Figure 2: Massive growth in TikTok revenue per user in US.
While Meta has also had its fair share of struggles with regulators in every region, it is likely to be considered a lower threat to national security, privacy, data mining, and other issues. National security is also likely to become a central issue in the presidential race which would increase the likelihood of TikTok facing a total ban or significant restrictions on operations.
Beyond ad monetization
If Reels is effective in increasing the customer base and ramping up the ad monetization on the platform, it will boost the long-term bullish thesis for the company. Meta has regularly faced doubts about the strength of moat around its social media empire. Any new challenge to Meta raises the possibility that it can become another Myspace.

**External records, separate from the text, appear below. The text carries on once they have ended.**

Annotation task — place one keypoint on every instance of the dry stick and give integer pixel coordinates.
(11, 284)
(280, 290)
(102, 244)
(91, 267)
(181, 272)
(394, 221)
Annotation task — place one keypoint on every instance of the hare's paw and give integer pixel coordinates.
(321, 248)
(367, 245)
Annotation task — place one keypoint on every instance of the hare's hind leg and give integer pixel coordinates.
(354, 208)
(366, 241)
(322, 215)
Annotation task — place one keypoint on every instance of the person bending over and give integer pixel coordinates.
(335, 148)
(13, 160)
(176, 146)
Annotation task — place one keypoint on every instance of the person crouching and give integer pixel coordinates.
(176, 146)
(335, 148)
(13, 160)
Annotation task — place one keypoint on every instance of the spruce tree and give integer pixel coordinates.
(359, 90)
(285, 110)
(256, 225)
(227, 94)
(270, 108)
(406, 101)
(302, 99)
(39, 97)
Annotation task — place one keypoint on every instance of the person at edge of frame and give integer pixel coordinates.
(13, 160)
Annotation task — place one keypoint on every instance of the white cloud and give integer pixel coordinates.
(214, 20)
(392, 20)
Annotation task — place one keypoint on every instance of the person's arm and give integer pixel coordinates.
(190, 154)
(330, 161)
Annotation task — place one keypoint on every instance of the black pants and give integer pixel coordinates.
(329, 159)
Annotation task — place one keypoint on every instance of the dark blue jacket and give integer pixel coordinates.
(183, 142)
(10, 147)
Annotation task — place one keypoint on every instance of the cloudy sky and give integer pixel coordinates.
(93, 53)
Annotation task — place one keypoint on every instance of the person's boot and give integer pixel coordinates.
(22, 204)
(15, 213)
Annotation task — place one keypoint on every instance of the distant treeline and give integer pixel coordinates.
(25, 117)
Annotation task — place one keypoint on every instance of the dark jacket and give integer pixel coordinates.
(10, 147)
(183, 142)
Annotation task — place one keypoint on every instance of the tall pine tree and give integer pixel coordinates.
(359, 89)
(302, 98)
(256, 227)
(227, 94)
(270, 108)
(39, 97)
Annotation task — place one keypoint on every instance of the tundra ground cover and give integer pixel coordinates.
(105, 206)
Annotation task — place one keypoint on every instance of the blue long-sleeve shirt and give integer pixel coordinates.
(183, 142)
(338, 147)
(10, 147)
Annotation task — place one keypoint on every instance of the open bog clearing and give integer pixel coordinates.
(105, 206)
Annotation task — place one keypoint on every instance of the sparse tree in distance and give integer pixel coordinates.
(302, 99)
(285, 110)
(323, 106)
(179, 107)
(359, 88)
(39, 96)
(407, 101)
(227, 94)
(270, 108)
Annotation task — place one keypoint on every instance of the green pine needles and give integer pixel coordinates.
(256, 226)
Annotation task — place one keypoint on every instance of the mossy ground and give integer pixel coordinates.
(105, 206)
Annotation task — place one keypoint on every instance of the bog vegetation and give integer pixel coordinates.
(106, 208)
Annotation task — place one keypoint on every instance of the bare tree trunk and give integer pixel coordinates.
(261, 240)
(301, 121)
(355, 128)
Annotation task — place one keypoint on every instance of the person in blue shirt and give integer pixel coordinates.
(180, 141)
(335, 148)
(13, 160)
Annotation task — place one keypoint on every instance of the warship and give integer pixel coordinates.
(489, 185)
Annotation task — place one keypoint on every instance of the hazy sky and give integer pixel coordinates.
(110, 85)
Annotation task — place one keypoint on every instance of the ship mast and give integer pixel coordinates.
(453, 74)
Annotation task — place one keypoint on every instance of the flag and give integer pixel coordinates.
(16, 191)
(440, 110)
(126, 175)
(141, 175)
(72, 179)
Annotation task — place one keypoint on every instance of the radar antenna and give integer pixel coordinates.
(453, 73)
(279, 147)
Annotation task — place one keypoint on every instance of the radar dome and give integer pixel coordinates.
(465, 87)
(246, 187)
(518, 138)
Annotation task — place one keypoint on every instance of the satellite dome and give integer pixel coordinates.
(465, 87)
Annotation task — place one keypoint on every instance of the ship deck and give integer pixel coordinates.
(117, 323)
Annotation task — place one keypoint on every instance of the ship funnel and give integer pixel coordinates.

The company faced a strong challenge from Snapchat’s Stories feature but it was able to build a good ad-generating Instagram Stories platform. Reels could be the best example that Meta is able to learn from newer social media apps and build a similar platform within its own ecosystem.
Figure 3: Impact of TikTok’s growth of Facebook’s platforms.
We can see that rapid growth in TikTok has hurt Meta and will continue to hurt the company in the near term according to research report by eMarketer. But as mentioned above, the political headwinds for TikTok will be quite strong in the near term. If Reels is able to grab even 50% of TikTok’s market share under a partial or total ban on the app then Meta’s overall market share in terms of consumer time spent should exceed the 2019 level mentioned in eMarketer’s report.
Impact on stock
Meta stock has bounced back after hitting a low last year. However, good performance by Reels can still drive the revenue, margin, and stock price higher. Facebook’s average revenue per user in US and Canada was $58.77 in the recent quarter. For the entire year, it was close to $205. At the same time, eMarketer has estimated that TikTok’s average revenue per user in US would be $92 in 2023 and $113 in 2024.
Figure 4: Facebook’s average revenue per user.
Hence, we can see that any shift in customer base from TikTok to Reels would be highly profitable for Meta.
Figure 5: Comparison of PE ratio of Meta, Apple, Microsoft, and Netflix.
Despite the bullish run in the last few weeks, Meta stock is still quite cheap than other big tech stocks like Apple (AAPL), Microsoft (MSFT), and a lot cheaper than Netflix (NFLX). Meta is likely to see a rapid improvement in revenue growth as Reels monetization kicks in. The cost-cutting measure undertaken by the company should also help in improving margins. This can help the stock reach a better valuation multiple and build on the current bullish run.
Investor Takeaway
Meta is focusing on monetization of its Reels platform. It will get a massive tailwind from the challenges faced by TikTok. It seems unlikely that TikTok will survive the geopolitical tensions, especially because it operates in the highly sensitive data-gathering industry. Most of the market share of TikTok could be swallowed by Reels and YouTube’s Shorts. A higher customer base and lower competition should allow better monetization and ad rates within Reels.
Meta stock is trading at less than 20 P/E ratio which makes it a good bet even if some of the key initiatives of the company do not meet expectations. The cost-cutting measures have already been announced and we should see the full impact of layoffs in the expenses of 2023. Better margins and healthy revenue growth could drive the stock higher in the next few quarters.
Disclosure: I/we have no stock, option or similar derivative position in any of the companies mentioned, and no plans to initiate any such positions within the next 72 hours. I wrote this article myself, and it expresses my own opinions. I am not receiving compensation for it (other than from Seeking Alpha). I have no business relationship with any company whose stock is mentioned in this article.